Following its Boston debut in 2004, the Duo released its first CD for harmonia mundi usa (Brahms Sonatas for Clarinet and Piano) which received the highest praise from The New York Times Classical Music Editor James Oestreich, who named it among the “Best of the Year” for 2008. A frequent chamber musician, Mr. Nakamatsu has collaborated repeatedly with ensembles such as the Emerson, Escher, Jupiter, Miró, Modigliani, Prazak, St. Lawrence, Tokyo and Ying string quartets, the Imani Winds and the Berlin Philharmonic Wind Quintet with whom he made multiple tours beginning in 2000.

Mr. Nakamatsu’s 13 CDs recorded for harmonia mundi USA have garnered extraordinary critical praise. An all-Gershwin recording with Jeff Tyzik and the Rochester Philharmonic Orchestra featuring Gershwin’s Rhapsody in Blue and Concerto in F remained in the top echelons of Billboard’s classical charts for over six months. Other acclaimed discs include the recording premiere of Lukas Foss’ first Piano Concerto with Carl St. Clair and the Pacific Symphony, the Brahms Piano Quintet with the Tokyo String Quartet in the quartet’s final recording as an ensemble, and a solo recording including Robert Schumann’s Second Piano Sonata whose YouTube posting has garnered over 500K hits.

Mr. Nakamatsu has been profiled extensively in print, radio, television and online. He has appeared on CBS Sunday Morning, in Readers Digest magazine and recently on Live from Here! with Chris Thile. In 1999, Mr. Nakamatsu performed at the White House at the special invitation of President and Mrs. Clinton. He has also performed for the United States Mayor’s Convention in San Francisco and in 2001 was the featured guest artist during the opening and dedication of the Japanese American Memorial to Patriotism During World War II in Washington DC.

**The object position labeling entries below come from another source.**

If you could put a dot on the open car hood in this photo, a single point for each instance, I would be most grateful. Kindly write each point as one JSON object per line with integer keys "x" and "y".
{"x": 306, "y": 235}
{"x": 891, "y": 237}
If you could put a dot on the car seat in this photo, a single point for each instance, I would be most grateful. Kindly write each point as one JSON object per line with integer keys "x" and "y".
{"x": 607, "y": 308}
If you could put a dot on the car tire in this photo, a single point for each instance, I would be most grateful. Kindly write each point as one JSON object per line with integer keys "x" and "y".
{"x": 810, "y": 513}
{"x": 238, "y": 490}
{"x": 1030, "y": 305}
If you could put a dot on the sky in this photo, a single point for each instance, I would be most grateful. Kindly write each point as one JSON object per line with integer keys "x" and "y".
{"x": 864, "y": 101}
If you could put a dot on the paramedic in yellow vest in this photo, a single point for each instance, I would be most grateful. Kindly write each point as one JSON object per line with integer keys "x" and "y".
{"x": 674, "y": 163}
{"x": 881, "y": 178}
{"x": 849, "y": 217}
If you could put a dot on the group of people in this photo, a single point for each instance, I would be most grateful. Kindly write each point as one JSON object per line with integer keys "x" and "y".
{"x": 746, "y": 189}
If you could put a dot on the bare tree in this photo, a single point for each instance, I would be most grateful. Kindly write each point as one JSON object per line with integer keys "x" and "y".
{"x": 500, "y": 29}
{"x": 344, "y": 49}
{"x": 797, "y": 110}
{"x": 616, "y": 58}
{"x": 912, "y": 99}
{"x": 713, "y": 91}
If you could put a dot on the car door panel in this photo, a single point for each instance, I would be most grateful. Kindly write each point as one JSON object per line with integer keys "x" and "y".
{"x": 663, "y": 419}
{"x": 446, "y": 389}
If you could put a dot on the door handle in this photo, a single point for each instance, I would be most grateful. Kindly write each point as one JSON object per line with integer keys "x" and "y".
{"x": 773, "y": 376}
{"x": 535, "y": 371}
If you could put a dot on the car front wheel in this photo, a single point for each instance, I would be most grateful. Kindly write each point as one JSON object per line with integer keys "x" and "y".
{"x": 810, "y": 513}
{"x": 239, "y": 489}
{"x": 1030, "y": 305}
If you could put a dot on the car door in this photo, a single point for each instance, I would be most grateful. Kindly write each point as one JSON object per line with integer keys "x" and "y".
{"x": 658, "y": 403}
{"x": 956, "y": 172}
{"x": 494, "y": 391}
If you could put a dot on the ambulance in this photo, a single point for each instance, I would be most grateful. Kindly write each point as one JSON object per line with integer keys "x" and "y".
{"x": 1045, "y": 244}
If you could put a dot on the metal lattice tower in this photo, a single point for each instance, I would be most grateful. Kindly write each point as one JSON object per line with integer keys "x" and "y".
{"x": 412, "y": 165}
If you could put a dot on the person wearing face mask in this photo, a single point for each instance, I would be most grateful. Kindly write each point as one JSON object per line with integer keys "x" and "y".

A former high school teacher of German with no formal conservatory training, Mr. Nakamatsu studied privately with Marina Derryberry for over 20 years beginning at the age of six; worked with Karl Ulrich Schnabel since the age of 9; and trained for 10 years in composition, theory and orchestration with Dr. Leonard Stein of the University of Southern California’s Schoenberg Institute. Mr. Nakamatsu holds undergraduate and graduate degrees from Stanford University in German Studies and secondary education. In 2015, he joined the piano faculty of the San Francisco Conservatory of Music and lives in the Bay Area with his wife Kathy and young son Gavin.